The lengths Williams has gone to secure Boomer just a week before Lost Dog Awareness Day probably do not surprise many other pet owners. Boomer is simply one of many pets granted a status that places them firmly alongside humans while illuminating the philosophical complexities of human and natural relationships, childhood, public health, and consumer culture. Boomer and his peers are distinctive if not unique material things quite unlike prosaic commodities, cast as anthropomorphized “family members” endowed with nearly all of the fundamental characteristics we associate with humans.

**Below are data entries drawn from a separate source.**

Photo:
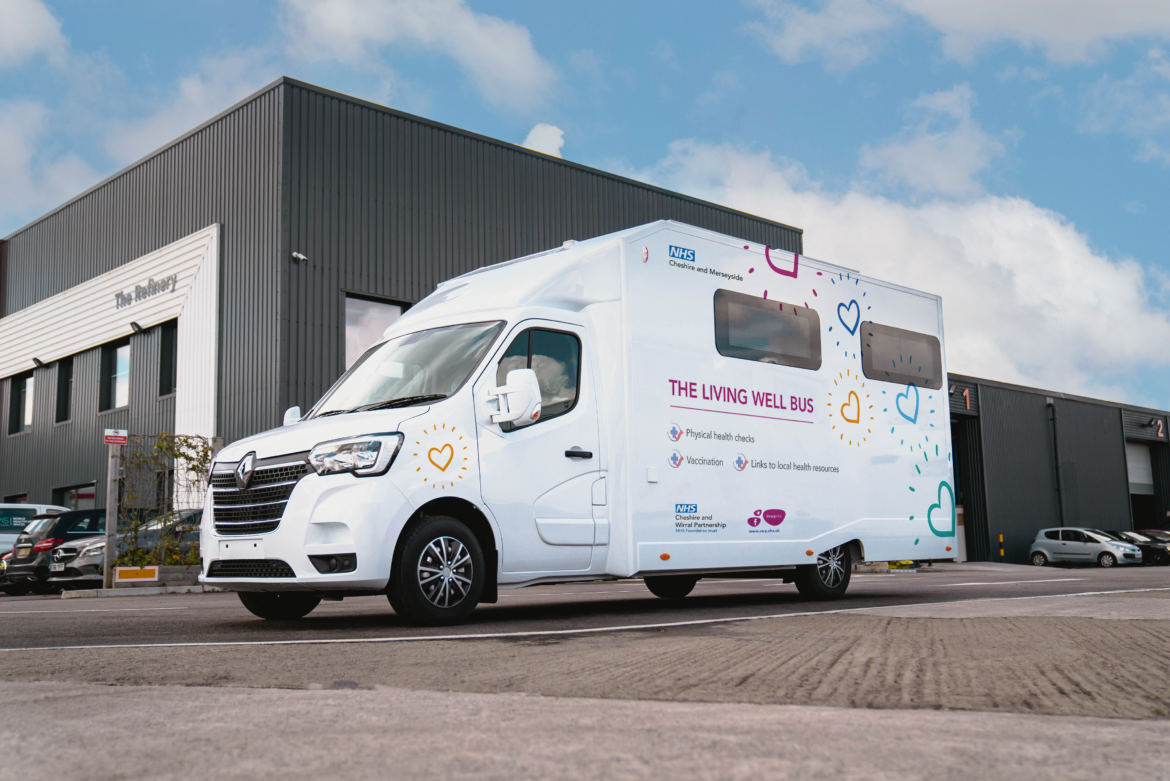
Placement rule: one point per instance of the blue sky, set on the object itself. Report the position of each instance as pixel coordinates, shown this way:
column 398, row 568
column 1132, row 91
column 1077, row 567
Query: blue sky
column 1009, row 154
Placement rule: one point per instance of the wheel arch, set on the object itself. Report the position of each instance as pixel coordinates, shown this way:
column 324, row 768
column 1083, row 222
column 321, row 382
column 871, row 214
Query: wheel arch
column 468, row 513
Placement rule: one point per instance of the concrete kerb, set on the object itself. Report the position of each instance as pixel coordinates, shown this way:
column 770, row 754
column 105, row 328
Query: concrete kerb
column 140, row 591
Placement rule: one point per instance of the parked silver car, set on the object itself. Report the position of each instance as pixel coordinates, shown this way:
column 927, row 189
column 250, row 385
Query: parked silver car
column 1084, row 545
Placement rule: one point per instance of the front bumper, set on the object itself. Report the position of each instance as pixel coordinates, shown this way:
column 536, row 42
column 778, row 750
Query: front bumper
column 325, row 516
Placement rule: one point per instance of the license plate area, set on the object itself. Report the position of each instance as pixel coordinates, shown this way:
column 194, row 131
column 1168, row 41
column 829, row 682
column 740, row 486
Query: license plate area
column 242, row 548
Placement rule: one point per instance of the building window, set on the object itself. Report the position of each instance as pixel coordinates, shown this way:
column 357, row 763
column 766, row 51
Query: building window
column 167, row 357
column 365, row 319
column 899, row 356
column 14, row 519
column 20, row 406
column 768, row 331
column 115, row 375
column 64, row 389
column 76, row 497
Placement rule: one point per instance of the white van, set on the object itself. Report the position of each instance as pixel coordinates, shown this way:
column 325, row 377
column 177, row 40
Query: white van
column 14, row 517
column 662, row 402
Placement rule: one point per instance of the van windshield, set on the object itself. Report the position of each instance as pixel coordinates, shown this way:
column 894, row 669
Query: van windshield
column 413, row 368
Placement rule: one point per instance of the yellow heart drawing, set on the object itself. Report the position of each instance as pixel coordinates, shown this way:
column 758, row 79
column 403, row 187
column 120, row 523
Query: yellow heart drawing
column 854, row 406
column 451, row 454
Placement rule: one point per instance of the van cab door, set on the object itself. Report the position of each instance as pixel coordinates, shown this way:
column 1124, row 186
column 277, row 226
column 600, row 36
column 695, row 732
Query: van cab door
column 537, row 481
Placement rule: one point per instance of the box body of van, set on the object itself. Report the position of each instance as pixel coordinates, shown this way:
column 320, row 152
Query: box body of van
column 704, row 405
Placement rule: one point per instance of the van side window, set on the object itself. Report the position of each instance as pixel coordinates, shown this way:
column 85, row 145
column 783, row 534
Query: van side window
column 555, row 357
column 903, row 357
column 766, row 331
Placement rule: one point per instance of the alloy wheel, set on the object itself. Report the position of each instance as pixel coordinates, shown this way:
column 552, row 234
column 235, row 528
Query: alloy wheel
column 831, row 567
column 445, row 572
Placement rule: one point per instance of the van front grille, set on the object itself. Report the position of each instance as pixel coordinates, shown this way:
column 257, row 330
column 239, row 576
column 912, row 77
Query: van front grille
column 259, row 508
column 250, row 568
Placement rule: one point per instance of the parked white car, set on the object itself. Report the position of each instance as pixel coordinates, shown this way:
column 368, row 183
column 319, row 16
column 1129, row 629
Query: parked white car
column 663, row 402
column 1084, row 545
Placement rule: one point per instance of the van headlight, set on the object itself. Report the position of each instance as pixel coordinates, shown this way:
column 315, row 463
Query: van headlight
column 364, row 456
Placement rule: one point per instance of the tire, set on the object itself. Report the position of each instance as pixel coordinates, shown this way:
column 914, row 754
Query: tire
column 670, row 587
column 439, row 575
column 828, row 578
column 281, row 606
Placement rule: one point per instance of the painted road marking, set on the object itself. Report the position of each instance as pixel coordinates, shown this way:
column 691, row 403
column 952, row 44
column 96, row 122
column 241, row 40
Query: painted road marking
column 9, row 613
column 1011, row 582
column 553, row 633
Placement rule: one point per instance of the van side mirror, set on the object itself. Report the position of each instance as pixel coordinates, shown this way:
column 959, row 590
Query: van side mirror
column 518, row 400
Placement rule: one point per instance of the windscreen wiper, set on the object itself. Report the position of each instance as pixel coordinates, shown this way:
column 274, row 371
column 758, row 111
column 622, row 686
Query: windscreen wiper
column 334, row 412
column 405, row 401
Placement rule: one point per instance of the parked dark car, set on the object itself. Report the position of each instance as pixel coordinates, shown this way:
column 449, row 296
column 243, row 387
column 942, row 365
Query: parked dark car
column 1153, row 551
column 77, row 562
column 32, row 554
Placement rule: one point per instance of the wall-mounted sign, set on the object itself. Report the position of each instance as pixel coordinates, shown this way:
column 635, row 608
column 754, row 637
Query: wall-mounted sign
column 145, row 290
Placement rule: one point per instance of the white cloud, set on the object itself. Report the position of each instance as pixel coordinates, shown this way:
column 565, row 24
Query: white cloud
column 218, row 84
column 496, row 55
column 34, row 179
column 943, row 153
column 842, row 32
column 28, row 28
column 1066, row 30
column 1025, row 297
column 545, row 138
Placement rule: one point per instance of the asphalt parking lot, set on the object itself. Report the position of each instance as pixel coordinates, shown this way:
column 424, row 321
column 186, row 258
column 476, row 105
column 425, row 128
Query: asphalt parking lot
column 967, row 669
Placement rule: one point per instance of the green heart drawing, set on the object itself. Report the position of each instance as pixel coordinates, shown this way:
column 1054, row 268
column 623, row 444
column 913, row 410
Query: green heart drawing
column 942, row 485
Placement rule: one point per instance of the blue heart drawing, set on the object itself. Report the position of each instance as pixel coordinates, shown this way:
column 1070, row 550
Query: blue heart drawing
column 906, row 394
column 930, row 523
column 857, row 316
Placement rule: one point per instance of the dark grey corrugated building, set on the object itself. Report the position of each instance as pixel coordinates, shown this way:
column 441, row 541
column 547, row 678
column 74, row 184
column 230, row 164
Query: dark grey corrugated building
column 1027, row 460
column 215, row 283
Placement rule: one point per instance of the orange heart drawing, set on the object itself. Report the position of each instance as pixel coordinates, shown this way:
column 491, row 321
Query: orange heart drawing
column 853, row 406
column 451, row 454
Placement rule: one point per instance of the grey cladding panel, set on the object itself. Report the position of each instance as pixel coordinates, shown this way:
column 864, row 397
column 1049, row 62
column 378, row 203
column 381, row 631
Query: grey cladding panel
column 1144, row 426
column 1019, row 469
column 1093, row 477
column 965, row 398
column 389, row 206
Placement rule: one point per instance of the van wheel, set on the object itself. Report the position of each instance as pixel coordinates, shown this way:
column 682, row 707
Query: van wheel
column 439, row 578
column 670, row 587
column 828, row 578
column 280, row 607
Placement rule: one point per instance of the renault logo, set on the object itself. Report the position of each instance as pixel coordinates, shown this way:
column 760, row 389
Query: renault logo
column 243, row 470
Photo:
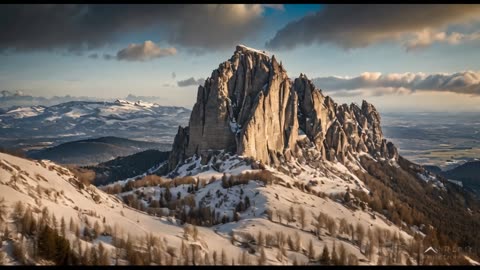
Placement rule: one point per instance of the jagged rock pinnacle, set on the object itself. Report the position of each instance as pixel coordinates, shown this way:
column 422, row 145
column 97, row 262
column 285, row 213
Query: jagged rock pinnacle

Domesticated cats, dogs, and other animals have long ago assumed a status distinct from other material things. Historian Keith Thomas traces the roots of what we recognize as pet ownership—admitting the animal into the house, granting it a name, refusing to consume its flesh—to the 16th century. Many of our contemporary notions of pethood took full form in the 19th century, and in the Victorian world Katherine Grier argues that pets were often viewed as disciplinary mechanisms, with animals like dogs believed to teach boys how to be sensitive adults.
Few material dimensions of pethood confirm their unique status more than pet cemeteries. Pet burials with systematic ritual and mortuary preparation reach into antiquity, and scattered burials of pets occurred in the 19th century. Soldier’s dogs began to be buried at Edinburgh Castle as early as 1840, but the earliest pet burial grounds were not established until the late 19th century. In 1881 a corner of London’s Hyde Park became the final resting place for a single dog, Cherry, and Cherry was followed until 1915 by a host of roughly 300 dogs and cats alongside a few birds and at least one monkey. In Paris the Cemetery of the Dogs and other Domestic Animals (Cimetière des Chiens et Autres Animaux Domestiques) was established in 1899. Classed as a Historical Monument in 1987, the Art Nouveau cemetery includes the remains of Rin Tin Tin, who had been rescued in France during World War I.
The first American claim to a pet cemetery is perhaps New York’s Hartsdale Pet Cemetery. Established in 1896, the cemetery today holds more than 80,000 animals ranging from dogs to lion cubs enshrined beneath modest markers as well as monumental memorials. A 1917 dog mausoleum constructed for Mrs. M.F. Walsh holds “My Little True Love Hearts, Who Would Lick the Hand That Had no Food to Offer,” and the 1923 War Dog Memorial commemorates military dogs lost in World War I. Hartsdale and the pet cemeteries that emerged in the early 20th century were predominately the resting places for the pets of wealthy urbanites. The Clara-Glenn Pet Cemetery in Atlantic City opened in 1918 and now serves as the final resting place for more than 3000 animals; the Los Angeles Pet Cemetery was established in 1928 and holds over 40,000 animals; and Aspin Hill Memorial Park was established in 1921 in Silver Spring, Maryland and is the final resting place of seven of J. Edgar Hoover’s dogs, beginning with the burial of his dog Spee De Bozo in 1934.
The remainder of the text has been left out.